The Incursion, which also won a honorable mention award at the Los Angeles Documentary Film Festival (DOC LA) over the weekend was directed, produced, written and edited by Sasha-Gay Lewis.
“For the past year or so I have given my all to getting this film done and done well. There were many challenges but I kept at it, confident that this is a story worth telling. These awards are confirmation of that truth.”
The Incursion is a character driven documentary that highlights the 2010 government raid on the inner-city community of Tivoli Gardens in Jamaica that left over 150 people dead. The film provides an affecting account of what happened on May 23, 2010 and the lingering effects of what could be considered one of Jamaica’s deadliest security operation on the lives of those who survived.
The film, which is still doing its festival tour, has also been awarded an Impact Doc award and is an official selection of the Pembroke Taparelli Arts & Film Festival.
Sasha-Gay Lewis, whose career in production started as a television producer and writer, says she is honored and humbled by the response to her film. She says through her films she tries to facilitate communication, connection and change, and that is what she hopes will happen for the residents of Tivoli.
“As a documentary filmmaker my most important job is to find stories worth telling, causes worth highlighting, in an effort to bring about change.
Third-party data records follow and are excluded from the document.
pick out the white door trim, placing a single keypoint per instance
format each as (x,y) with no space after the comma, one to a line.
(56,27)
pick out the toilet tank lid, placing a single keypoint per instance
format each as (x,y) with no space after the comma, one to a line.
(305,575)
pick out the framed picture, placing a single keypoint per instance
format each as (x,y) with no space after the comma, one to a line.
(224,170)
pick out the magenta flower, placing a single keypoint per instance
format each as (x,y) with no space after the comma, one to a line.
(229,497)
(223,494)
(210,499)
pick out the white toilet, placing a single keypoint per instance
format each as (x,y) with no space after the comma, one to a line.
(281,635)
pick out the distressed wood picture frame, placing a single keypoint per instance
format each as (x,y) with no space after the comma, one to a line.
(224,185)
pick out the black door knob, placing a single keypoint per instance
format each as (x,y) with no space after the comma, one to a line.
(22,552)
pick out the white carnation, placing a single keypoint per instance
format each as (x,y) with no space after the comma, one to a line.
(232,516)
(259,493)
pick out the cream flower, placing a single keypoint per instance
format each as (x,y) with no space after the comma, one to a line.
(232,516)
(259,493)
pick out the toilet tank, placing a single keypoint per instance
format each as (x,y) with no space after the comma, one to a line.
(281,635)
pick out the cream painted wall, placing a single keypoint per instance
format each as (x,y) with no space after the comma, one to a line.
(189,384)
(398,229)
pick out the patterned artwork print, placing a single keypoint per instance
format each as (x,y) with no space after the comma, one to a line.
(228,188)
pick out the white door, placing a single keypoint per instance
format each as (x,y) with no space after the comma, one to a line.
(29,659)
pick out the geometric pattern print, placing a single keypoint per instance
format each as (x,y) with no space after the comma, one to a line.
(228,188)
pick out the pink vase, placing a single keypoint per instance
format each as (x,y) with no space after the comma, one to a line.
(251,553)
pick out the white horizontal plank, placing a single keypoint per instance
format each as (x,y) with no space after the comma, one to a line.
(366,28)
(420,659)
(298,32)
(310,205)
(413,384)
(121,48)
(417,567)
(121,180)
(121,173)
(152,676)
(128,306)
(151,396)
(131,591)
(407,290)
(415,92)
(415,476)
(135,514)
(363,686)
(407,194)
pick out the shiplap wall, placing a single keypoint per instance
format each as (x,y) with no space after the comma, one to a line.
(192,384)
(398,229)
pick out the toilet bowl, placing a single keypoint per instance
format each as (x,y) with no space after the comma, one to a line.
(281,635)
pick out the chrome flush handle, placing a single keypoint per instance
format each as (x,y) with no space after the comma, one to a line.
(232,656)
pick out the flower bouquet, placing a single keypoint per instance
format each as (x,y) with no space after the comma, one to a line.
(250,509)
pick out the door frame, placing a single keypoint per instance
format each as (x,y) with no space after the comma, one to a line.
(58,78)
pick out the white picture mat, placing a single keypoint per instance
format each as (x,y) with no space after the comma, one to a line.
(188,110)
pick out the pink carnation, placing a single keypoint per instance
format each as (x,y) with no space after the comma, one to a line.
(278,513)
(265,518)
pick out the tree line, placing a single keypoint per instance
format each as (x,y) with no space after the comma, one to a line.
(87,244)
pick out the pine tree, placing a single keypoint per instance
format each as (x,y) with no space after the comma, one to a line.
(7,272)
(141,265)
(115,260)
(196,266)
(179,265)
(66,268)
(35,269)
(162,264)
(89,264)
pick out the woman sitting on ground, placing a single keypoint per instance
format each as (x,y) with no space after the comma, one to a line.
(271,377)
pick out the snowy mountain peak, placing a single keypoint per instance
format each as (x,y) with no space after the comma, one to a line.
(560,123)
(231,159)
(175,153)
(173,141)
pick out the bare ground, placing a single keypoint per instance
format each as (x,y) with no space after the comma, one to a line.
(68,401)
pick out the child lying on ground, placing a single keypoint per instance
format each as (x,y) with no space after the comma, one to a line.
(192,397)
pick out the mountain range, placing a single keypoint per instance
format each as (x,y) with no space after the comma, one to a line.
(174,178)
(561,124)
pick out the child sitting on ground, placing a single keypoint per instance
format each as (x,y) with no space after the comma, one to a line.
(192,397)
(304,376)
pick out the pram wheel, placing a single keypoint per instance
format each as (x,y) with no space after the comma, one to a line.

In 2010, as I watched the Incursion unfold, I felt then and now that a great injustice took place. I knew then that this was the story I was to tell. Though riddled with poverty and shackled by politics, crime, and violence; the inner-city communities of Jamaica are also saturated with talent, hope, promise, and potential. Incidences such as the Incursion oftentimes rob us of the latter without addressing or fixing the former. Irrespective of class, locale, politics and education level, people must be treated with dignity and the residents of West Kingston are no exception to this universal principle. As a filmmaker, I could not look the other way because what happened to the people of Tivoli is too powerful and important a story to be forgotten.”
Born in Jamaica, Sasha has been writing and producing content for television and radio for over ten years. As a filmmaker, she has written, produced and directed several short documentaries in Jamaica, Belize, and the United States.
Sasha holds a Bachelor of Arts (Hons) in Media and Communications from the University of the West Indies, Mona and a Masters of Fine Arts in Documentary Filmmaking from the New York Film Academy. She currently resides in Los Angeles, California where she works as a documentary filmmaker and producer.